Dunque, l’idea è la seguente: eliminare il pareggio dai Mondiali. Forse però dobbiamo un attimo riavvolgere il nastro, per capire come si possa essere arrivati a tale scempio, in nome della modernizzazione del calcio, che modernizzazione in realtà non è.
Gianni Infantino, avvocato diventato un anno fa numero uno della Fifa dopo che finalmente ci eravamo liberati di Blatter, ha spiegato qualche tempo addietro che c’è una approvazione più o meno di massima tra gli aderenti al governo planetario del pallone, per allargare il numero di squadre partecipanti alla Coppa del Mondo. In sostanza, là dove c’erano 32 squadre, in futuro ce ne saranno 48. Una pioggia di partite, in nome della più larga rappresentanza del mondo al torneo: più nazionali ci sono, più è il mondo a contendersi l’ambita coppa, tutti felici come fosse uno spot di natale della Coca Cola e via. Già solo a vederla, la formula dovrebbe far schizzare ai dotati di senno il sopracciglio a livelli che nemmanco quello di Ancelotti ha mai raggiunto in anni di onorati innalzamenti. Riassumendo, ci sarebbero 48 nazionali divisi in 16 mini-gironi da 3 squadre ciascuno. A passara sarebbero le prime due, che si scontrerebbero poi nella fase a eliminazione diretta a partire dai sedicesimi.
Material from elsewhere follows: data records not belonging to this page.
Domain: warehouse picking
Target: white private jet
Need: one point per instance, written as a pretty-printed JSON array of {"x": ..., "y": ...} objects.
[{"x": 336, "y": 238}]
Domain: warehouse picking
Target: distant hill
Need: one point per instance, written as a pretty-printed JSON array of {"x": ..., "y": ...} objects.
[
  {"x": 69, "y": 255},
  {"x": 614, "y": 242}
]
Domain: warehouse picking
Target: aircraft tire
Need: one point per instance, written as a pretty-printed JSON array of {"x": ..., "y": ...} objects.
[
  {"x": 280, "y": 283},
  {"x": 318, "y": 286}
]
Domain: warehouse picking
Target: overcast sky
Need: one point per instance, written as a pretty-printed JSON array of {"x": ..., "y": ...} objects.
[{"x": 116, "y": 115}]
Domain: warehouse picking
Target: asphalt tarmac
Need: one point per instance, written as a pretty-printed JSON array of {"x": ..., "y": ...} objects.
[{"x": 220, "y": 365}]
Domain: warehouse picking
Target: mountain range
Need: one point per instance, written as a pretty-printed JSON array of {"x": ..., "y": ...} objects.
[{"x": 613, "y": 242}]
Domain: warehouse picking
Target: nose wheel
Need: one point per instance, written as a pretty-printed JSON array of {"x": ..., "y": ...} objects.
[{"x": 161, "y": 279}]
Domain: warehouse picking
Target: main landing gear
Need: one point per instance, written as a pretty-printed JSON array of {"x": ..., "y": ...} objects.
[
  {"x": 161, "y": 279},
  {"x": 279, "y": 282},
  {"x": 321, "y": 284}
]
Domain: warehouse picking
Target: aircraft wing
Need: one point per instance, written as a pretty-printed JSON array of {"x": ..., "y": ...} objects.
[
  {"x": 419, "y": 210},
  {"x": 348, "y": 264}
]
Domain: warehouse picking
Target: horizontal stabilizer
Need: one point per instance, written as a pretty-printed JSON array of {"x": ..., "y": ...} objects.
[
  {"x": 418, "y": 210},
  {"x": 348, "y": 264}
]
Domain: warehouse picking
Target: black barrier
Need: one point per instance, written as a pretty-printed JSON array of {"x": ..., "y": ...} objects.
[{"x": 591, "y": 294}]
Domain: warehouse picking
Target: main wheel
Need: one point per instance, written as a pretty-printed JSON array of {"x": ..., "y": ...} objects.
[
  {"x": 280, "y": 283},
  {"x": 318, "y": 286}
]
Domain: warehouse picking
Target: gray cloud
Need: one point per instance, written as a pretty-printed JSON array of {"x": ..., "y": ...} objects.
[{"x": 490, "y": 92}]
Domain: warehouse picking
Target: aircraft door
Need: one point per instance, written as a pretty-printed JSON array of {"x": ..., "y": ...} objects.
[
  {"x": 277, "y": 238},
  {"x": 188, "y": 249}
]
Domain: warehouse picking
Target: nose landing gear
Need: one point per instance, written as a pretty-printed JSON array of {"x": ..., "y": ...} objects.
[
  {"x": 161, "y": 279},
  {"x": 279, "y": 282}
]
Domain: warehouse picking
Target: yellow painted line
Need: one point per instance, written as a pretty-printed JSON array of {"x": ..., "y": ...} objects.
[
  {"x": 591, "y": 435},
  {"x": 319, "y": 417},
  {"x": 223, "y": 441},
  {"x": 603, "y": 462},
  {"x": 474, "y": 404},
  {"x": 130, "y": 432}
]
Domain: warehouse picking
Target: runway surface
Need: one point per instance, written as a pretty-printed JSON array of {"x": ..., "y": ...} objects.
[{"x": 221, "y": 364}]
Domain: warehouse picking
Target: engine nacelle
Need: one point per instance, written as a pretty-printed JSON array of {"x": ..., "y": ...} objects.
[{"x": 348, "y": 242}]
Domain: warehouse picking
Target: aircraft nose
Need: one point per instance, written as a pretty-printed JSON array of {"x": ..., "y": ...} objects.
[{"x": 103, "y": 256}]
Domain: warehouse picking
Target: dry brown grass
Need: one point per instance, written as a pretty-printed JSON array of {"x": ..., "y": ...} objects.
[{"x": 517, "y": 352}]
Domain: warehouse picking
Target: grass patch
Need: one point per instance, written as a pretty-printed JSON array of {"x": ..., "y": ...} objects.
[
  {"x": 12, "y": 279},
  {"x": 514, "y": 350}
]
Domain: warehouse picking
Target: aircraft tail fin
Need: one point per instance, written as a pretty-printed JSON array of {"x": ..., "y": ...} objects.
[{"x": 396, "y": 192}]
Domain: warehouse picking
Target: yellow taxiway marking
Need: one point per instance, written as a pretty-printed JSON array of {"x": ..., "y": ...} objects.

Il tutto compresso in 32 giorni di gare.
Una vera e propria abbuffata di calcio, che mascherata da grande festa dello sport allargata rivela che la Fifa non ha mai cambiato indirizzo con l’arrivo di Infantino. Già, il primo comandamento del pallone che rotola sull’erba non è quello di finire in rete, ma di seguire il denaro. E più partite significa per forza aumentare il valore dei diritti tv del pallone. E poi, più rappresentanti qualificati uguale più voti a Infantino delle federazioni onorate del fatto di partecipare al Mondiale.
Tutto molto bello, ma c’è un problema. Fare gironi da tre squadre significa di fatto rioschiare di rendere inutile la terza e ultima partita del girone stesso, in caso una squadra perda o vinca le prime due. Uno smacco, un errore imperdonabile: quale grande broadcaster pagherebbe milioni per un torneo con gare potenzialmente inguardabili, con il rischio di pareggi preconfezionati? Ecco che allora spunta la seconda grande riforma di questo calcio così stantìo: basta pareggi. Nei gironi o si vince o si perde e per risolvere la contesa, in caso di X, si va ai rigori. Anche qui, la propaganda è presto servita: si vuole eliminare il pareggio per eliminare il rischio-biscotto, o combine; ma il vero problema sta appunto nella formula del torneo e nelle motivazioni economiche che spingono verso la riforma così fortemente sponsorizzata da Infantino. Inoltre, il problema è anche culturale: il pareggio fa parte della storia del calcio, inteso come sport di matrice europea; a differenza ed esempio degli sport Usa, dove il pareggio non è contemplato, a differenza del vincitore e dello spettacolo a tutti i costi. Ma sarebbe davvero così? In fondo, per una piccola nazionale, la prospettiva di andare ai rigori in caso di pareggio potrebbe portarle a catenacci ossessivi per poi giocarsi tutto dal dischetto, a discapito di quello spettacolo voluto dalla Fifa, per ingrassarsi con ancora più soldi. Mah, la cosa ci lascia alquanto perplessi.